An End to Hacking?
Could there finally be a workable solution for what looks to be a increased amount of hacking around the world? As you know, the growing consensus from governments, organizations , corporations and the like is that hacking is already a serious issue. From the reported 500 Million Yahoo accounts to allegations of Russian hacking to influence the most recent election it would seem that hacking has morphed into an unstoppable force.
But then again, maybe not. At least if the technology only just recently unveiled at the USENIX Symposium on Operating Systems and Design in Savannah, Georgia. There, an entirely new approach to thwarting the best efforts of hackers was revealed. This radical new hacking countermeasure shows up in the form of a rather innovative new program that you will most likely hear quite a bit more about in the coming months.
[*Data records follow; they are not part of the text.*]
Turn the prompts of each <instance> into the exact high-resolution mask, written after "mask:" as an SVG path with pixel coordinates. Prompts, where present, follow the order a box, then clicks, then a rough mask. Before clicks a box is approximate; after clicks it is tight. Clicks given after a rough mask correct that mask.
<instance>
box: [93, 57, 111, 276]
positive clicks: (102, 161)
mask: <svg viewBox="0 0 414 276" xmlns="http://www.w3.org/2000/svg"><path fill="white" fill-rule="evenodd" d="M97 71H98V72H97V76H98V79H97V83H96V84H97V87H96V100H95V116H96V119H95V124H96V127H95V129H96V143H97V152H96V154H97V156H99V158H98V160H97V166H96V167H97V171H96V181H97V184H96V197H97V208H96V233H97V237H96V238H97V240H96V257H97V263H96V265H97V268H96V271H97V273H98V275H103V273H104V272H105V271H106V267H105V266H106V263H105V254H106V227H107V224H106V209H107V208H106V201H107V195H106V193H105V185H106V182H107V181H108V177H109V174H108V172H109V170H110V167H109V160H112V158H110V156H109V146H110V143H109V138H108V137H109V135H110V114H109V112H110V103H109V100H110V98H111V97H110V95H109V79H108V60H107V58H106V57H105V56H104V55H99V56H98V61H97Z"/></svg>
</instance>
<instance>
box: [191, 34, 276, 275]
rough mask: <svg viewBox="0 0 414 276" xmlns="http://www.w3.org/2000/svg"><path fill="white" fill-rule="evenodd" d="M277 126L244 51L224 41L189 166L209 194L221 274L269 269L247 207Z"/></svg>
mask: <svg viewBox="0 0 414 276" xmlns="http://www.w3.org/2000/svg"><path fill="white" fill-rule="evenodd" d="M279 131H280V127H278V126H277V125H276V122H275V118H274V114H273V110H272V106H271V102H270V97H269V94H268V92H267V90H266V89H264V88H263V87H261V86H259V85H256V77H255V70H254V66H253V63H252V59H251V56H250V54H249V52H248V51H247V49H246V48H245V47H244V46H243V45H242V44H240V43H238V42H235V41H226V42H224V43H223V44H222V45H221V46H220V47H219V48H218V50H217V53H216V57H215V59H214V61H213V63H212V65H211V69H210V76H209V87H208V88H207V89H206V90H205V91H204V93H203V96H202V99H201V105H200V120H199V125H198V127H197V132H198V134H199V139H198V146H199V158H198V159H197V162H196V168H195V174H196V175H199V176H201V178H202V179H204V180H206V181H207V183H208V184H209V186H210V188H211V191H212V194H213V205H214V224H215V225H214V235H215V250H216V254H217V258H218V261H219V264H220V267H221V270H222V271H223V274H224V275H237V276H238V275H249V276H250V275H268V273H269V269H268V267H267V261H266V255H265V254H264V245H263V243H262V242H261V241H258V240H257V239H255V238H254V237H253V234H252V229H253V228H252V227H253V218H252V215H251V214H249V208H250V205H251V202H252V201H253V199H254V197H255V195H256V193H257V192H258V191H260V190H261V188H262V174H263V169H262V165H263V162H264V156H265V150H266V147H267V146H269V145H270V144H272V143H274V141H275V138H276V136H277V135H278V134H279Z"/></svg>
This program is named Shuffler. Get this, the Shuffler is engineered to in effect, scramble the base code of the program in real time as the program itself is running. First a bit of background so that the power of this technique is understandable.
Here is what you need to know. Even in the best of scenarios, after numerous debugging protocols and steps, the accepted standard in the programming world is about 50 errors per 1,000 lines of code. The important thing to note is that each and everyone of those errors present an opportunity, or a doorway if you will for an enterprising hacker. Although computer security defense techniques are constantly evolving, the reality is that enterprising hackers are oftentimes able to devise workarounds.
Yet the alternative made available by the Shuffler program may change all of that. Since the Shuffler scrambles the code in real time, the thinking behind this approach is that even the best hacking team will not be able exploit the software bugs. In the words of the study’s lead author David Williams-King, a graduate student at the esteemed Columbia University Engineering Department “Shuffler makes it nearly impossible to turn a bug into a functioning attack”.
Note that Shuffler is designed from the offset to be user-friendly as it runs alongside the code it is guarding all without the need to recompile the actual program itself or the operating system itself. Get this: Shuffler even adds in the additional protective measure of randomizing its own code blocks to defend against any software bugs in its code.
Will Shuffler be the long awaited solution to computer hacking? Although it is too early to forecast such a scenario, the early indications are definitely promising.